Саркар съел еще одну рыбную тефтелю.
— Теперь я понимаю, почему у тебя возникли трудности с соотношением «сигнал-шум».
— Вот именно. Но теперь все нормально. С помощью этого нового оборудования я смогу зарегистрировать сколь угодно низкую электрическую активность мозга, даже если импульсы будет посылать лишь один нейрон.
На Саркара это, похоже, произвело впечатление.
— Ты уже испытывал его?
Питер вздохнул:
— На животных — да. На нескольких крупных собаках. Я пока не смог сделать сканирующее оборудование настолько миниатюрным, чтобы оно было применимо к крысам или кроликам.
— Так этот суперэнцефалограф действительно показывает точный, резкий момент истинной смерти — окончательное затухание электрической активности мозга?
Питер снова вздохнул:
— Я не знаю. У меня уже есть гигабайты записей мозговых волн лабрадоров-ретриверов, но я никак не могу добиться разрешения усыпить хотя бы одного из них. — Он намазал на ломтик мяса еще горчицы. — Единственный способ по-настоящему проверить этот прибор — это испытать его на умирающем человеке.

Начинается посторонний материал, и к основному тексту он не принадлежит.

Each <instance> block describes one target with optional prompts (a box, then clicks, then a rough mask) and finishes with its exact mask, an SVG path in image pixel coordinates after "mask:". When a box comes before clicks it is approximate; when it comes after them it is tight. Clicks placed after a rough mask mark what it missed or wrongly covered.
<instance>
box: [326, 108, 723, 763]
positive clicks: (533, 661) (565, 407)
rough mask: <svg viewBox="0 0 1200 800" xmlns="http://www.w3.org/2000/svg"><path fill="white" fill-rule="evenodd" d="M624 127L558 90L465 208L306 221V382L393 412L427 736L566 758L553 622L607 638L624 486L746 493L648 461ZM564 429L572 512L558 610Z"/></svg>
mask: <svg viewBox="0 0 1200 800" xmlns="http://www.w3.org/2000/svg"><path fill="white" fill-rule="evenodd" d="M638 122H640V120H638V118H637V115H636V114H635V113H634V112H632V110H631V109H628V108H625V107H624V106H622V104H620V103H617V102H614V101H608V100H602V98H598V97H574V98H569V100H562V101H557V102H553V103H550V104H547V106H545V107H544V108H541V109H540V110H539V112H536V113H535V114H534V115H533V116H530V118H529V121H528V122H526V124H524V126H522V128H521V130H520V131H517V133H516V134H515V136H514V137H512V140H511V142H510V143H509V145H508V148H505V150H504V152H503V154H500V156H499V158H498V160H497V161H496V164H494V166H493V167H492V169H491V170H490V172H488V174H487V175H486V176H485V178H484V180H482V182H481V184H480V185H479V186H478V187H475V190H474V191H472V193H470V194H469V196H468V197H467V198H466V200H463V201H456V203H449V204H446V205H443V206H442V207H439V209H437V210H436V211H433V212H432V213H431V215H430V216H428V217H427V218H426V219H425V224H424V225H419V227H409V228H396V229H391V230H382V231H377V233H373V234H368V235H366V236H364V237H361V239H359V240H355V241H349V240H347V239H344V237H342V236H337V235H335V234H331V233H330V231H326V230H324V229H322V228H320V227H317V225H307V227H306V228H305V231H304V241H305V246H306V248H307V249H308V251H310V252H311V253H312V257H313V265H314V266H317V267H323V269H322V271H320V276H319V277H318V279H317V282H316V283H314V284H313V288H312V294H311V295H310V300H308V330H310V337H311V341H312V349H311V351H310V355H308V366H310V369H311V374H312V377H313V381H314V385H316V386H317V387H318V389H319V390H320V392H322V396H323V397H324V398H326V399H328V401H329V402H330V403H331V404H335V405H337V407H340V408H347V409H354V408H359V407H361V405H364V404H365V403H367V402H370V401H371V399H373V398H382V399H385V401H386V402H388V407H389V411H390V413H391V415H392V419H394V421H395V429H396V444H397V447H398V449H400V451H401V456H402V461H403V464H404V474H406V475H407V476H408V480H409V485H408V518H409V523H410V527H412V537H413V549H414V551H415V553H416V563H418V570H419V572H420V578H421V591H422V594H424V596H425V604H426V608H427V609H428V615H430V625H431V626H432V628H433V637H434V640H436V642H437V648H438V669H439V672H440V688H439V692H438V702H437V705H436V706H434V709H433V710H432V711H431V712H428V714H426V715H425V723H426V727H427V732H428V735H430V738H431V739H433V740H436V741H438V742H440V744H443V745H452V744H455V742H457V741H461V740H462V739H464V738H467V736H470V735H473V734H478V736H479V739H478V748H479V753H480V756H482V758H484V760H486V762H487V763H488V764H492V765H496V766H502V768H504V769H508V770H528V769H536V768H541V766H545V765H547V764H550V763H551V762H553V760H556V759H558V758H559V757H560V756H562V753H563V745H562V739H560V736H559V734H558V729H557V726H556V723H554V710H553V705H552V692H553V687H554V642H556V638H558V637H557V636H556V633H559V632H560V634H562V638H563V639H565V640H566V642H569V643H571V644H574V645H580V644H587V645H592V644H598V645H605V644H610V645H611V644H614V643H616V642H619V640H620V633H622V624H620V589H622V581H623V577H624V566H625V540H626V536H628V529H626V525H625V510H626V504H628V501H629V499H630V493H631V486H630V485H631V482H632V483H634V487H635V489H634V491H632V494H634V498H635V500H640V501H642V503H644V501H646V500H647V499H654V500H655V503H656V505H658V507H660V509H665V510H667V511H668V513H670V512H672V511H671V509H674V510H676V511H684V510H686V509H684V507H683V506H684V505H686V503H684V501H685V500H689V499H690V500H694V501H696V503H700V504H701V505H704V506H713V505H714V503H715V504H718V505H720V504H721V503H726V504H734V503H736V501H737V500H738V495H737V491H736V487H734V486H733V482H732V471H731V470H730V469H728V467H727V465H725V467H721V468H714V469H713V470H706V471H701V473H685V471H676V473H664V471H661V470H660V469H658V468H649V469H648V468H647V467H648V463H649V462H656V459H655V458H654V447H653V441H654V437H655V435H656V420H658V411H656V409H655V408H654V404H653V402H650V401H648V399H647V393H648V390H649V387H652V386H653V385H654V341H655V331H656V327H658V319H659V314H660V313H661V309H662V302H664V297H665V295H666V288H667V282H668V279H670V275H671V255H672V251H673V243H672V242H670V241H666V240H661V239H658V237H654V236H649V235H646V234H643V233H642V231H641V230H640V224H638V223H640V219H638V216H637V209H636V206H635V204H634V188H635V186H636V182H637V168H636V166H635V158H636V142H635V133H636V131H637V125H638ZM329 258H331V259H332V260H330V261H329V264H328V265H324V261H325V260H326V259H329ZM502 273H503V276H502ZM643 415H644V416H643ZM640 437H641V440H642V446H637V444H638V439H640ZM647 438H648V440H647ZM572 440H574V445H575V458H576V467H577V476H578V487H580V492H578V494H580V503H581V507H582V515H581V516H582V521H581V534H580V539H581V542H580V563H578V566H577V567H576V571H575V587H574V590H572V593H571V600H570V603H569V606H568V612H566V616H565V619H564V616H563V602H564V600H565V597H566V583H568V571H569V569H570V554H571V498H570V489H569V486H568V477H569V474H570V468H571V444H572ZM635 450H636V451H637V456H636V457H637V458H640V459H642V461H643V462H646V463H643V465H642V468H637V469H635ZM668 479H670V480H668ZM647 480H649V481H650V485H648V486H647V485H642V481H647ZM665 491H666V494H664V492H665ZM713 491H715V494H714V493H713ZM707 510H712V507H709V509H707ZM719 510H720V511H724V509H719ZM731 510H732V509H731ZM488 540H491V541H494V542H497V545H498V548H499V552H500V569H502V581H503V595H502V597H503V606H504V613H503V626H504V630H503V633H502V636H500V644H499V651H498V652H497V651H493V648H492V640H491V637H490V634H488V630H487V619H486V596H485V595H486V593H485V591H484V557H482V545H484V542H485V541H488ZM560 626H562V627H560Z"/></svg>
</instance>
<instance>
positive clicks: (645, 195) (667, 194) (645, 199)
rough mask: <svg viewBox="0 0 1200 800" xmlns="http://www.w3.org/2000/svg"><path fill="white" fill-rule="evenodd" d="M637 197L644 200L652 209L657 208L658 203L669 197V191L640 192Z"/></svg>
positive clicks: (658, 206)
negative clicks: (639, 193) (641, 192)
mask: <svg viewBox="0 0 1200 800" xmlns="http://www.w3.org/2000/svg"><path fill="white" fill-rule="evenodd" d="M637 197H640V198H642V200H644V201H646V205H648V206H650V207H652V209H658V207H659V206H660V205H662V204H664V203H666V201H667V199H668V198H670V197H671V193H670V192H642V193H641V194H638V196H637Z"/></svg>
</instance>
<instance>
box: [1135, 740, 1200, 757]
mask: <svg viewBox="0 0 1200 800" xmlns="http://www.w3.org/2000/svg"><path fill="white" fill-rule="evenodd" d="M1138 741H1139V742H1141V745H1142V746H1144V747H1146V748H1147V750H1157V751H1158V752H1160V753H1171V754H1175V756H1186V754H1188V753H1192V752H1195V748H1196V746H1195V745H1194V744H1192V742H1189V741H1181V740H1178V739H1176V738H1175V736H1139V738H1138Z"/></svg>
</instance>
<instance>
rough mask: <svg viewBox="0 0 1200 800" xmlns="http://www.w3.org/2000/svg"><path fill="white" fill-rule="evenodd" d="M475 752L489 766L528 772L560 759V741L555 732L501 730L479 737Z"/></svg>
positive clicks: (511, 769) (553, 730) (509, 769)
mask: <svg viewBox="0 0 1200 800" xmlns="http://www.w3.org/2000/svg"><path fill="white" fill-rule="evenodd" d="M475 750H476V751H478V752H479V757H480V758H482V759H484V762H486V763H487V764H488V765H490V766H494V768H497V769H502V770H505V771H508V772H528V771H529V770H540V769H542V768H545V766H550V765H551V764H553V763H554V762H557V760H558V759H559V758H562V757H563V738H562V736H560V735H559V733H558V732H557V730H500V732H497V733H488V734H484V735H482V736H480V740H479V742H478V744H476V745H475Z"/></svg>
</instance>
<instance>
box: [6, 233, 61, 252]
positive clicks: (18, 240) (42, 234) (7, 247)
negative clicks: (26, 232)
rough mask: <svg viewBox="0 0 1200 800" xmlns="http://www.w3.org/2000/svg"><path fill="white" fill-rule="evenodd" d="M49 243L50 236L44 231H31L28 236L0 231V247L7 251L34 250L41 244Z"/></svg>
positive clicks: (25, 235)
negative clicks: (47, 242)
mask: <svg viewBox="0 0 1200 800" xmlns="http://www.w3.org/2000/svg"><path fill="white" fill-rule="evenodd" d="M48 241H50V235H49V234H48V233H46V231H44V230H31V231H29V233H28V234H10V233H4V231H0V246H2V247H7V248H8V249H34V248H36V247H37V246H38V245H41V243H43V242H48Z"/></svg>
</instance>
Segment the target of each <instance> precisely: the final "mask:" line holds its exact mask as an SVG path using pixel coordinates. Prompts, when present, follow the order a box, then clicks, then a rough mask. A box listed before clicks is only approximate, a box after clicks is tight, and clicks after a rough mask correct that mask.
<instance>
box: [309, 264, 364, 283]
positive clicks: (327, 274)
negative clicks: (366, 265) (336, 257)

Питер постучал, затем тихо вошел в одноместную палату в отделении для хронически больных. Хрупкая старушка лет девяноста сидела в постели, опираясь на приподнятое под углом сорок пять градусов изголовье кровати. Рядом с ней на шестах висели два мешочка-капельницы с внутривенными прозрачными растворами. Справа от кровати на поворотной консоли был укреплен маленький телевизор.
— Здравствуйте, миссис Феннелл, — вполголоса произнес Питер.
— Здравствуйте, молодой человек, — тонким и хриплым голосом ответила старушка. — Вы доктор?
— Нет, по крайней мере не доктор медицины. Я инженер.
— А где же ваш паровоз?
— Ну, я инженер не в этой области. Я…
— Я пошутила, сынок.
— Простите. Доктор Чон сказал, что у вас хорошее настроение.